Makes you not want to even think about the sartorial foundations into which slip the Kung Fu Panda, Pat the Bat, the Beard to Fear, and the Freak. On the other hand, as Huff goes on, "As weird as we are, it's strange to say that the weirder you are, it seems like the more you win."
So that explains how the 2004 Red Sox were able to stare right in the eye the final out of a likely sweep out of that year's American League Championship Series ... and then believe it was just a matter of time after Dave Roberts stole second, David Ortiz hit the walk-off bomb, and Curt (Old Blood and Sox) Schilling found a way to keep a tendon sheath sheathing.

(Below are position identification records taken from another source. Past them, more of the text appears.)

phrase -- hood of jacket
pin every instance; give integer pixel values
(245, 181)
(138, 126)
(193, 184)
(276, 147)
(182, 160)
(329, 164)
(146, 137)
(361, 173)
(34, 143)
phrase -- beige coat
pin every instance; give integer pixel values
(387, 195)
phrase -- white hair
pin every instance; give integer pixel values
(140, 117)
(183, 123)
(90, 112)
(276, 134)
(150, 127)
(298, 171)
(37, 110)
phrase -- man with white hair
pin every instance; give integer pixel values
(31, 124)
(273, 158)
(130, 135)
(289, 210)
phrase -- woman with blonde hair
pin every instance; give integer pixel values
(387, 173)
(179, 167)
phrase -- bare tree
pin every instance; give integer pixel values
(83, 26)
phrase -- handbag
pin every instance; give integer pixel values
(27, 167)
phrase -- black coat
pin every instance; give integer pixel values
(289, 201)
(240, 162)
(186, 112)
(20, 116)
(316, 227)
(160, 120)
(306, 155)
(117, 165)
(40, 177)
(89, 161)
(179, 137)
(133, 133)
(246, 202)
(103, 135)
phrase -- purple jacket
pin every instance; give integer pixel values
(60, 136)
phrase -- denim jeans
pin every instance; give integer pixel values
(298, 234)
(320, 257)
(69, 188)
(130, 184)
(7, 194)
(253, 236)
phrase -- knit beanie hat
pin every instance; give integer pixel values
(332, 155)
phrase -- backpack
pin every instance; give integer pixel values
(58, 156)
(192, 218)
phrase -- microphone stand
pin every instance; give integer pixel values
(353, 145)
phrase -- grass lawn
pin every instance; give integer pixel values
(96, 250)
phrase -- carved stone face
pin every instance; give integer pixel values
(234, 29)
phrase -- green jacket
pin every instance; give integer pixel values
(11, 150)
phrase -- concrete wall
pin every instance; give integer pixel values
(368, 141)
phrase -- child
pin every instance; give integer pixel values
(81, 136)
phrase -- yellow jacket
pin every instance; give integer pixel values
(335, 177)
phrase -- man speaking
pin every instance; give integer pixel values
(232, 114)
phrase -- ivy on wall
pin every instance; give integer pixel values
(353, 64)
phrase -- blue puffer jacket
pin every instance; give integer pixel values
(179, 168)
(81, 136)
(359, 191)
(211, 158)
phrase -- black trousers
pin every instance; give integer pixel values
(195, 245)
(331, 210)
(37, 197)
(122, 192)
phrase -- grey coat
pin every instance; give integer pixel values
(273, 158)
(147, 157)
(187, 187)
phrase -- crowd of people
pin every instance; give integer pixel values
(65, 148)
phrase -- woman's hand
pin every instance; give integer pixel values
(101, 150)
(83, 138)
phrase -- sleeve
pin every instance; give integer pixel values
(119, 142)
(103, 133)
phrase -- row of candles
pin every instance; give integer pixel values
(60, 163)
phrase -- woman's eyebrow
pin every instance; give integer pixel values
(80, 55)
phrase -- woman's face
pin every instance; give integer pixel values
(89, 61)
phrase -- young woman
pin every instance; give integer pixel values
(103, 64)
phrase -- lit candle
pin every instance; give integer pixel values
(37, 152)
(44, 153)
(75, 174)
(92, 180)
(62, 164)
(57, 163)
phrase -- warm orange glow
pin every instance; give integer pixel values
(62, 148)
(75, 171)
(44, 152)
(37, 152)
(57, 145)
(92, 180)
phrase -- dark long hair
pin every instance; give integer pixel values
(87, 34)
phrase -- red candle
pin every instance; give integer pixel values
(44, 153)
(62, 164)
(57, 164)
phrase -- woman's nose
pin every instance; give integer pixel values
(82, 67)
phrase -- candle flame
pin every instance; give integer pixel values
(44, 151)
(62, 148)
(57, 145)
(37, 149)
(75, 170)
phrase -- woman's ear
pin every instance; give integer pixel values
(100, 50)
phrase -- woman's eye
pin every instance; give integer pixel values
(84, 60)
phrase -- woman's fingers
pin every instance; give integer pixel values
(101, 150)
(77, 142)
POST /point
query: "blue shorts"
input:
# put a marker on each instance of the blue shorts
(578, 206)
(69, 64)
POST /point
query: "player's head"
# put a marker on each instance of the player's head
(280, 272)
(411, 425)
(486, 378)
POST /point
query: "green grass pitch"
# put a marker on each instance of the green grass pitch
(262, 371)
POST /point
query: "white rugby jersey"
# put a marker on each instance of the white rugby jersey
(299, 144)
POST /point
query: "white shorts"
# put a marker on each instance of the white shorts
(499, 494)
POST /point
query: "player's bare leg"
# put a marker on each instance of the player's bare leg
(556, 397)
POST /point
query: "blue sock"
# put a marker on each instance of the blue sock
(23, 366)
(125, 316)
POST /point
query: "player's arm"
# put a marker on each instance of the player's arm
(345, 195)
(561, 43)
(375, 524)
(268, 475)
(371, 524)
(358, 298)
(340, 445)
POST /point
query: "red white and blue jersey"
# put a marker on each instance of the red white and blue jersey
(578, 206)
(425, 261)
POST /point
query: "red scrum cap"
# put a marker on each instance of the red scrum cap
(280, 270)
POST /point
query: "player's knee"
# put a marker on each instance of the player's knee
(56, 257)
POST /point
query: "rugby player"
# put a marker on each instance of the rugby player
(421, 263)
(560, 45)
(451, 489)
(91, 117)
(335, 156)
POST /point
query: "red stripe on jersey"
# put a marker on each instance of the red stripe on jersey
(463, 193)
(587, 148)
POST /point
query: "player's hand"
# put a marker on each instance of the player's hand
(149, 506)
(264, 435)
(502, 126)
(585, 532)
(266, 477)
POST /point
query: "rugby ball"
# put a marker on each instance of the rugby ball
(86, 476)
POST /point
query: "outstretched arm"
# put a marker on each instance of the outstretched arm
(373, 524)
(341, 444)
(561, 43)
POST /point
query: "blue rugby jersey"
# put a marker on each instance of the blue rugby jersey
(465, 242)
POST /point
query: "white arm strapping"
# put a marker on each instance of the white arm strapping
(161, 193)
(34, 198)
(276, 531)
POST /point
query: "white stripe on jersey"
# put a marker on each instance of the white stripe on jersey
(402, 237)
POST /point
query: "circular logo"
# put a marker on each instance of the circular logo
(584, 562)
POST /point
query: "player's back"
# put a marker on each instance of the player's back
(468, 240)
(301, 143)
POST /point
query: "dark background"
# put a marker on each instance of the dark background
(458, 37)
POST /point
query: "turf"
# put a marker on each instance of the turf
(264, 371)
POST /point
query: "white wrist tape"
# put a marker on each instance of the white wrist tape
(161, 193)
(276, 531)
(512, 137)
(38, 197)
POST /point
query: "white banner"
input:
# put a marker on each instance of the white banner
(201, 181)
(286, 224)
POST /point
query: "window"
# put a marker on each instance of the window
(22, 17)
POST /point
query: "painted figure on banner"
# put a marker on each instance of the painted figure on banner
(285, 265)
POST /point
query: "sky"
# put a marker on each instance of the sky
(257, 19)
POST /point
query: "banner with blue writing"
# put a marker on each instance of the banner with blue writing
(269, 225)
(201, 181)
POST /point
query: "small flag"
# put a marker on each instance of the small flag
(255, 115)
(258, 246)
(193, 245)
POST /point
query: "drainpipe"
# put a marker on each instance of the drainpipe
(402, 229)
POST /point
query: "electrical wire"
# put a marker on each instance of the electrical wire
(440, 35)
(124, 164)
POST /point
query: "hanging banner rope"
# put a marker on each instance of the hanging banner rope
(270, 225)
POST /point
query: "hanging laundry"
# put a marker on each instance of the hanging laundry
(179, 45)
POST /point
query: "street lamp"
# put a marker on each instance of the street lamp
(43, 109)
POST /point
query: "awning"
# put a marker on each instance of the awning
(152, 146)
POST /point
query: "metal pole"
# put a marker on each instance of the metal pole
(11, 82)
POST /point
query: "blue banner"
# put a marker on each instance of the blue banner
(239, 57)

Except that that doesn't really explain anything. Those Idiots (against whom Renteria himself made the final World Series out, as a St. Louis Cardinal) may prove to have had nothing on these Morons.
But the Morons so far have plenty on the Rangers even as the Series moves to Arlington. Their own manager may call them (and Bruce Bochy means it affectionately) a collection of castoffs and misfits, but these Morons are making their manager look like a genius and themselves look like honor students.
And while it's technically premature to write the Rangers' obituary just yet, with three games at home looming, ponder this, if you will. The man who says the way you get to sleep the night before the biggest game of your life to date is just to close your eyes is also the man whom the Rangers will get to face again, in Game 6, if they should win three straight at home and force the Series back to San Francisco.
"I'M IN LOVE WITH A BUNCH OF IDIOTS!" said a placard held aloft in Fenway Park during the Red Sox's stupefying 2004 postseason romp. "WE'RE IN LOVE WITH A BUNCH OF MORONS!" is liable to be the dominating placard held aloft in AT&T Park if the Series gets back there.
But if a comparable placard shows up in Ranger Ballpark at Arlington over the next few days, the Rangers have a big job to do of making it seem like isolated disgruntledness. A job that may only begin with loosening up and lightening up in the name of bearing down. They're in mortal enough danger of losing a World Series without it being said that not even their own temporarily-dethroned postseason pitching priest could keep them from blowing it to a bunch of Morons.